Code: My wand is a state machine. It starts in the WAIT state and continuously reads the accelerometer data. When
it detects the "ready" position, which is holding the wand vertically, the white light turns on and it moves to the WRITE state. In the write
state, it sends the acceleration data (300 samples each for acceleration in the x, y, and z axes) to a Python script via the pyserial library
and moves to the READ state. In this state, the board waits for the script to send back a gesture. The Python script puts the data through a
pre-trained machine learning algorithm and sends back the detected gesture (or that no gesture was detected). Once the board recieves a gesture/no gesture value,
it changes the color of the LED, sends the gesture to the board inside the lamp via the ESP NOW protocol, and moves back to the WAIT state.
Here is the Arduino code for the wand.
The Lamp
Physical Design: I modified my soccer ball lamp design from laser cutting week to make the holes bigger so that I could
string lights through them. For the lights, I bought fairy lights
that use the WS2812B LED, so they could still be programmed with the Adafruit NeoPixel library. I like them a lot because they are easy to shape. They cost $12 for 16 feet (with 50 LEDs).
Electronics: The PCB board for my wand has an ESP32 and breakout pins for an LED strip. Here is the schematic
and board.
Code: The board waits for a gesture from the wand and changes the light pattern on the lamp accordingly.
Here is the Arduino code for the lamp.
Networking and Communication
Code: I used the ESP NOW protocol for sending data between the wand and the lamp. I followed this
excellent tutorial to implement it and it works
quite well. I sent data from the wand to the Python machine learning script and back through serial using the pyserial library. Because of the
serial communication, I had to use a FTDI cable connecting my wand to my laptop.

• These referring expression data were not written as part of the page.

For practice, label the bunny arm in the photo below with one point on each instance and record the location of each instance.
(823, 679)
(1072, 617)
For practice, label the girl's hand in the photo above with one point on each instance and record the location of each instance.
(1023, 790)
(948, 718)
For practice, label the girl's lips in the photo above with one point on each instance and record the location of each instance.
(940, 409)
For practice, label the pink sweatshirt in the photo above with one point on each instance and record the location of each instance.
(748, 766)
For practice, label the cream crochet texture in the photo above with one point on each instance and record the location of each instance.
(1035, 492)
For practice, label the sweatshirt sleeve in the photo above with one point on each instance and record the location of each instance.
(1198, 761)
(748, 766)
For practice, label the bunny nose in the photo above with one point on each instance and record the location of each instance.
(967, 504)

For the record, I tried EXTREMELY hard to make everything fully wireless. As in I spent the same amount of time trying to implement this as
I did writing all of the rest of my code. It is surprisingly hard to send data between a microcontroller and Python. Some things I tried include:
1) converting the machine learning model to C code so the ESP32 can directly run it, 2) sending the accelerometer data via Bluetooth using Bluetooth
Serial and the pybluez library, and 3) uploading the data to Firebase and downloading it in the Python script and uploading the gesture back. Method 1) didn't work because the
libraries that do that (micromlgen, emlearn, sklearn-porter) all have TERRIBLE documentation and I couldn't get it to work for the life of me. Like
why would you write a library and not write good documentation for it.....it is literally useless without documentation.....ANGERY. Method 2)
didn't work because the Bluetooth Serial library takes up a ridiculous amount of space - so much that there wasn't enough space left on the ESP32 for
the rest of my code. I actually got method 3) to work but there were some bugs and I didn't have time to fix it :(
Machine Learning
Code: The machine learning was super simple. I used a Decision Tree and a K-Nearest Neighbors classifier to classify the
gesture based on the acceleration data. If the two classifiers agree, then I say that a gesture was detected, and if they don't the I say that no
gesture was detected. I implemented everything with the scikit-learn library and trained the models on my own gestures.
Bonus
I was feeling a little embarrassed because my project was simple, so I added two bonuses. The first is that certain gestures will
make music start playing on my computer (I didn't have time to add a speaker to my lamp board). This was easy to implement
with the pyaudio library in Python. The second is drawing with the wand! If you've watched Disney Channel, you'll understand the beginning of my video.
I modified the code from a ball tracking tutorial
to implement this using only Python.
Summary
Hopefully you enjoyed reading about my final project! I definitely had a great time in this class. Special thanks to Anthony for giving me
many ideas about how to implement things and helping me fix things when they broke.